Scelta che, non spettando a un organo tecnico, come la Commissione, ma politico, come il Consiglio, potrebbe comunque presentare sorprese e tenere in considerazione anche altri fattori al momento ignoti. In questo caso, i Paesi della zona Est tornano in campo dato che da tempo lamentano di rappresentare una “Europa di serie B” e l’Ema potrebbe essere il contentino che aspettavano. In più, chiusa la partita dell’Ema, si aprirà quella relativa all’Eba: l’Autorità Bancaria Europea. L’Italia non si è candidata, ma Bruxelles, Parigi, Dublino, Lussemburgo, Francoforte, Praga, Vienna e Varsavia sì.

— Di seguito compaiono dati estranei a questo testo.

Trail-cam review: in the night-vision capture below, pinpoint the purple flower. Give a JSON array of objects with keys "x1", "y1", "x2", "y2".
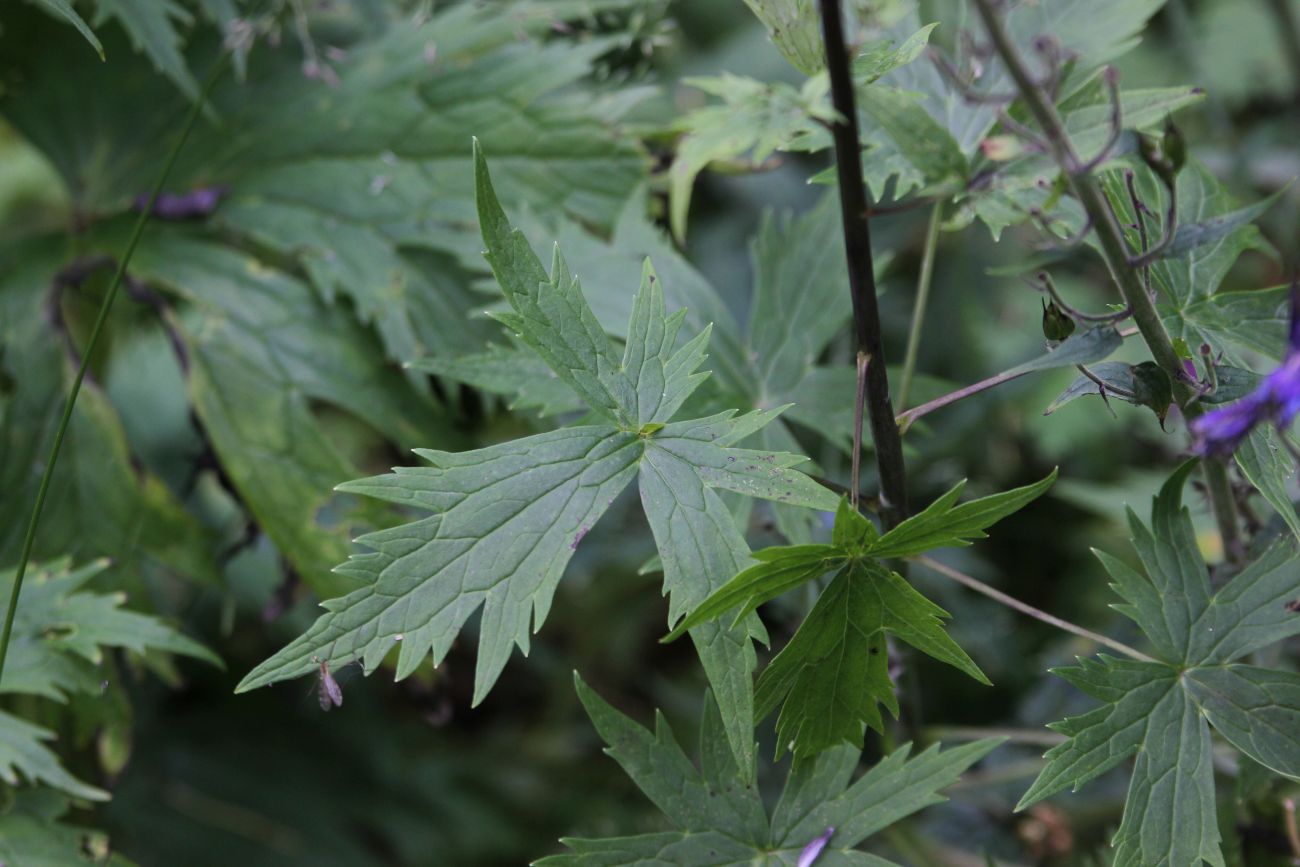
[
  {"x1": 134, "y1": 185, "x2": 229, "y2": 220},
  {"x1": 798, "y1": 828, "x2": 835, "y2": 867},
  {"x1": 1192, "y1": 282, "x2": 1300, "y2": 456}
]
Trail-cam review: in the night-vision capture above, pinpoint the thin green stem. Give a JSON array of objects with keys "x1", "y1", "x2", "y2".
[
  {"x1": 914, "y1": 556, "x2": 1156, "y2": 663},
  {"x1": 974, "y1": 0, "x2": 1244, "y2": 563},
  {"x1": 0, "y1": 52, "x2": 228, "y2": 679},
  {"x1": 898, "y1": 201, "x2": 944, "y2": 412}
]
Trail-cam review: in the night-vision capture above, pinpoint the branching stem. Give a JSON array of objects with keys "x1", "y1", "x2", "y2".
[
  {"x1": 915, "y1": 556, "x2": 1156, "y2": 663},
  {"x1": 898, "y1": 201, "x2": 944, "y2": 409},
  {"x1": 974, "y1": 0, "x2": 1244, "y2": 563},
  {"x1": 0, "y1": 52, "x2": 229, "y2": 679},
  {"x1": 820, "y1": 0, "x2": 907, "y2": 528}
]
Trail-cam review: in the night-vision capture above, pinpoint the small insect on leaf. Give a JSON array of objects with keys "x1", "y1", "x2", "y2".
[{"x1": 310, "y1": 659, "x2": 343, "y2": 711}]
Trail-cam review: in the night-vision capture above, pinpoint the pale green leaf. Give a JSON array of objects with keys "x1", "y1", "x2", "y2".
[
  {"x1": 537, "y1": 679, "x2": 1001, "y2": 867},
  {"x1": 25, "y1": 0, "x2": 104, "y2": 60},
  {"x1": 1232, "y1": 425, "x2": 1300, "y2": 538},
  {"x1": 867, "y1": 469, "x2": 1057, "y2": 559},
  {"x1": 754, "y1": 562, "x2": 988, "y2": 760},
  {"x1": 668, "y1": 74, "x2": 833, "y2": 239},
  {"x1": 0, "y1": 560, "x2": 221, "y2": 702},
  {"x1": 95, "y1": 0, "x2": 199, "y2": 99},
  {"x1": 0, "y1": 711, "x2": 108, "y2": 800},
  {"x1": 1018, "y1": 460, "x2": 1300, "y2": 867},
  {"x1": 239, "y1": 426, "x2": 641, "y2": 705},
  {"x1": 853, "y1": 22, "x2": 939, "y2": 87}
]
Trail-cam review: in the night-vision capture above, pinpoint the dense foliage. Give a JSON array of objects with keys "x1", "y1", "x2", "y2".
[{"x1": 0, "y1": 0, "x2": 1300, "y2": 867}]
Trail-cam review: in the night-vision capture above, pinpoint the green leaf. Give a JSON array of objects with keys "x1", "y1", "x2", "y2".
[
  {"x1": 0, "y1": 0, "x2": 647, "y2": 361},
  {"x1": 0, "y1": 239, "x2": 220, "y2": 589},
  {"x1": 239, "y1": 426, "x2": 642, "y2": 705},
  {"x1": 0, "y1": 559, "x2": 222, "y2": 702},
  {"x1": 867, "y1": 469, "x2": 1057, "y2": 559},
  {"x1": 407, "y1": 343, "x2": 584, "y2": 416},
  {"x1": 754, "y1": 560, "x2": 989, "y2": 760},
  {"x1": 663, "y1": 545, "x2": 845, "y2": 642},
  {"x1": 1018, "y1": 470, "x2": 1300, "y2": 867},
  {"x1": 238, "y1": 151, "x2": 837, "y2": 773},
  {"x1": 858, "y1": 84, "x2": 967, "y2": 186},
  {"x1": 664, "y1": 471, "x2": 1056, "y2": 759},
  {"x1": 537, "y1": 677, "x2": 1001, "y2": 867},
  {"x1": 91, "y1": 0, "x2": 199, "y2": 100},
  {"x1": 25, "y1": 0, "x2": 104, "y2": 60},
  {"x1": 853, "y1": 21, "x2": 939, "y2": 87},
  {"x1": 119, "y1": 227, "x2": 459, "y2": 597},
  {"x1": 1160, "y1": 183, "x2": 1291, "y2": 259},
  {"x1": 0, "y1": 711, "x2": 108, "y2": 800},
  {"x1": 1043, "y1": 361, "x2": 1260, "y2": 416},
  {"x1": 668, "y1": 73, "x2": 833, "y2": 239},
  {"x1": 1232, "y1": 425, "x2": 1300, "y2": 538},
  {"x1": 745, "y1": 0, "x2": 826, "y2": 75}
]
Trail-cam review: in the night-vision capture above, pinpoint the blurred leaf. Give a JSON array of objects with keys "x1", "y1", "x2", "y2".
[
  {"x1": 853, "y1": 21, "x2": 939, "y2": 87},
  {"x1": 1018, "y1": 461, "x2": 1300, "y2": 866},
  {"x1": 667, "y1": 472, "x2": 1056, "y2": 759},
  {"x1": 1232, "y1": 425, "x2": 1300, "y2": 538},
  {"x1": 866, "y1": 469, "x2": 1057, "y2": 559},
  {"x1": 23, "y1": 0, "x2": 104, "y2": 60},
  {"x1": 0, "y1": 0, "x2": 646, "y2": 361},
  {"x1": 745, "y1": 0, "x2": 826, "y2": 75},
  {"x1": 537, "y1": 679, "x2": 1001, "y2": 867},
  {"x1": 0, "y1": 711, "x2": 108, "y2": 800},
  {"x1": 95, "y1": 0, "x2": 199, "y2": 100},
  {"x1": 858, "y1": 84, "x2": 967, "y2": 186},
  {"x1": 0, "y1": 242, "x2": 220, "y2": 586},
  {"x1": 118, "y1": 229, "x2": 455, "y2": 597},
  {"x1": 0, "y1": 559, "x2": 222, "y2": 702},
  {"x1": 754, "y1": 560, "x2": 989, "y2": 762},
  {"x1": 670, "y1": 73, "x2": 835, "y2": 240},
  {"x1": 238, "y1": 149, "x2": 835, "y2": 774}
]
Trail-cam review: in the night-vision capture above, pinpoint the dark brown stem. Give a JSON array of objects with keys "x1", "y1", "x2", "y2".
[{"x1": 820, "y1": 0, "x2": 907, "y2": 528}]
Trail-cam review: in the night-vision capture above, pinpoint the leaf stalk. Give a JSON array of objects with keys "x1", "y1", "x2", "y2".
[
  {"x1": 0, "y1": 52, "x2": 229, "y2": 680},
  {"x1": 974, "y1": 0, "x2": 1244, "y2": 563},
  {"x1": 819, "y1": 0, "x2": 907, "y2": 529}
]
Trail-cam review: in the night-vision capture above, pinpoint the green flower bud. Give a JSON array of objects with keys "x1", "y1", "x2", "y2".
[{"x1": 1043, "y1": 302, "x2": 1075, "y2": 341}]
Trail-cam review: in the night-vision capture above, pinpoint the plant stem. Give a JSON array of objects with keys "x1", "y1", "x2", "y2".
[
  {"x1": 1269, "y1": 0, "x2": 1300, "y2": 98},
  {"x1": 914, "y1": 556, "x2": 1156, "y2": 663},
  {"x1": 974, "y1": 0, "x2": 1243, "y2": 563},
  {"x1": 898, "y1": 201, "x2": 944, "y2": 409},
  {"x1": 820, "y1": 0, "x2": 907, "y2": 528},
  {"x1": 0, "y1": 52, "x2": 229, "y2": 680}
]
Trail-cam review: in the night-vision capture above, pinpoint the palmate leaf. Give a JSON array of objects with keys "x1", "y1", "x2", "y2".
[
  {"x1": 87, "y1": 227, "x2": 459, "y2": 597},
  {"x1": 239, "y1": 143, "x2": 836, "y2": 762},
  {"x1": 0, "y1": 788, "x2": 135, "y2": 867},
  {"x1": 0, "y1": 711, "x2": 108, "y2": 805},
  {"x1": 0, "y1": 0, "x2": 646, "y2": 361},
  {"x1": 1106, "y1": 161, "x2": 1300, "y2": 533},
  {"x1": 431, "y1": 195, "x2": 868, "y2": 541},
  {"x1": 22, "y1": 0, "x2": 104, "y2": 60},
  {"x1": 0, "y1": 239, "x2": 218, "y2": 589},
  {"x1": 536, "y1": 679, "x2": 1001, "y2": 867},
  {"x1": 0, "y1": 559, "x2": 221, "y2": 702},
  {"x1": 1019, "y1": 461, "x2": 1300, "y2": 867},
  {"x1": 664, "y1": 471, "x2": 1056, "y2": 759}
]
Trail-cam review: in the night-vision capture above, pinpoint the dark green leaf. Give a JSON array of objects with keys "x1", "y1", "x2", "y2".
[{"x1": 867, "y1": 469, "x2": 1057, "y2": 559}]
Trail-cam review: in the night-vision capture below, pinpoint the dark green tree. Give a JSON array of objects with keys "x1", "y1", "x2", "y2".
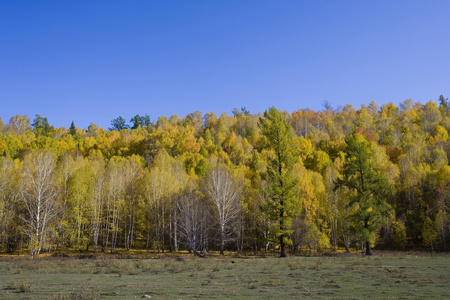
[
  {"x1": 439, "y1": 95, "x2": 450, "y2": 115},
  {"x1": 259, "y1": 107, "x2": 300, "y2": 257},
  {"x1": 108, "y1": 116, "x2": 130, "y2": 131},
  {"x1": 31, "y1": 115, "x2": 55, "y2": 136},
  {"x1": 69, "y1": 121, "x2": 77, "y2": 135},
  {"x1": 130, "y1": 114, "x2": 152, "y2": 129},
  {"x1": 335, "y1": 133, "x2": 389, "y2": 255}
]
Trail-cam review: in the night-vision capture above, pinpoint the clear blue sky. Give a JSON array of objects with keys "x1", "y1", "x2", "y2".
[{"x1": 0, "y1": 0, "x2": 450, "y2": 128}]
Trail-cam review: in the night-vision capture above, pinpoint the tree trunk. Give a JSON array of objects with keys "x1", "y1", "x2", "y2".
[
  {"x1": 280, "y1": 234, "x2": 287, "y2": 257},
  {"x1": 366, "y1": 241, "x2": 372, "y2": 255}
]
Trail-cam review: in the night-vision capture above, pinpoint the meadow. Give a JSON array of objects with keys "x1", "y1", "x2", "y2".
[{"x1": 0, "y1": 253, "x2": 450, "y2": 299}]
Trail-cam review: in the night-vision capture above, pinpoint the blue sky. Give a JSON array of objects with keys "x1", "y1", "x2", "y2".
[{"x1": 0, "y1": 0, "x2": 450, "y2": 128}]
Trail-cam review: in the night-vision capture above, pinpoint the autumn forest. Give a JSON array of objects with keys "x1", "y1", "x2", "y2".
[{"x1": 0, "y1": 96, "x2": 450, "y2": 256}]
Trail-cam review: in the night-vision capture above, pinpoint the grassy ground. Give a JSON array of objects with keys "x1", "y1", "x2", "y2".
[{"x1": 0, "y1": 254, "x2": 450, "y2": 299}]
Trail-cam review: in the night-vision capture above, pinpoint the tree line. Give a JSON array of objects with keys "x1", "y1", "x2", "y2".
[{"x1": 0, "y1": 96, "x2": 450, "y2": 256}]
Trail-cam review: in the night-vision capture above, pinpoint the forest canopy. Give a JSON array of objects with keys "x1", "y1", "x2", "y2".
[{"x1": 0, "y1": 96, "x2": 450, "y2": 255}]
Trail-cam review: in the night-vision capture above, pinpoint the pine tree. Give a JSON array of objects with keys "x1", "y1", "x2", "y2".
[
  {"x1": 69, "y1": 121, "x2": 77, "y2": 135},
  {"x1": 259, "y1": 107, "x2": 299, "y2": 257},
  {"x1": 336, "y1": 133, "x2": 389, "y2": 255}
]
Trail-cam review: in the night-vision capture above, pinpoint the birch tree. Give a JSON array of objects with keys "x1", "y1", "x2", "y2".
[
  {"x1": 204, "y1": 165, "x2": 241, "y2": 255},
  {"x1": 177, "y1": 190, "x2": 208, "y2": 257},
  {"x1": 20, "y1": 151, "x2": 59, "y2": 256}
]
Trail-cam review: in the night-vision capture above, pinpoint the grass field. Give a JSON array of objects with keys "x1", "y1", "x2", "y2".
[{"x1": 0, "y1": 254, "x2": 450, "y2": 299}]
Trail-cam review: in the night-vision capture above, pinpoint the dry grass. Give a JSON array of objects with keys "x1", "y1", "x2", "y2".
[{"x1": 0, "y1": 253, "x2": 450, "y2": 299}]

La doppia candidatura potrebbe escludere automaticamente alcuni Paesi dalla prima competizione, proprio per evitare concentrazioni amministrative. Per il resto, come nei conclave, ciò che avverrà in Consiglio lo sapranno solo i ministri che vi prenderanno parte.

APPUNTAMENTO IL 20 NOVEMBRE

Per la proclamazione della città vincitrice occorrerà attendere la fine di novembre – salvo sorprese il 20 – quando il Consiglio Affari generali (composto da tutti i ministri degli Affari europei dei Paesi membri) tornerà a riunirsi. Ciascun membro avrà facoltà di indicare, in ordine decrescente, fino a tre candidate. In caso di stallo si prevede una seconda votazione con quorum più basso. La vincitrice dovrà consentire all’Agenzia europea del farmaco di essere operativa in tempi brevissimi, già a partire dal 2019. Una sfida che Milano sente di poter vincere.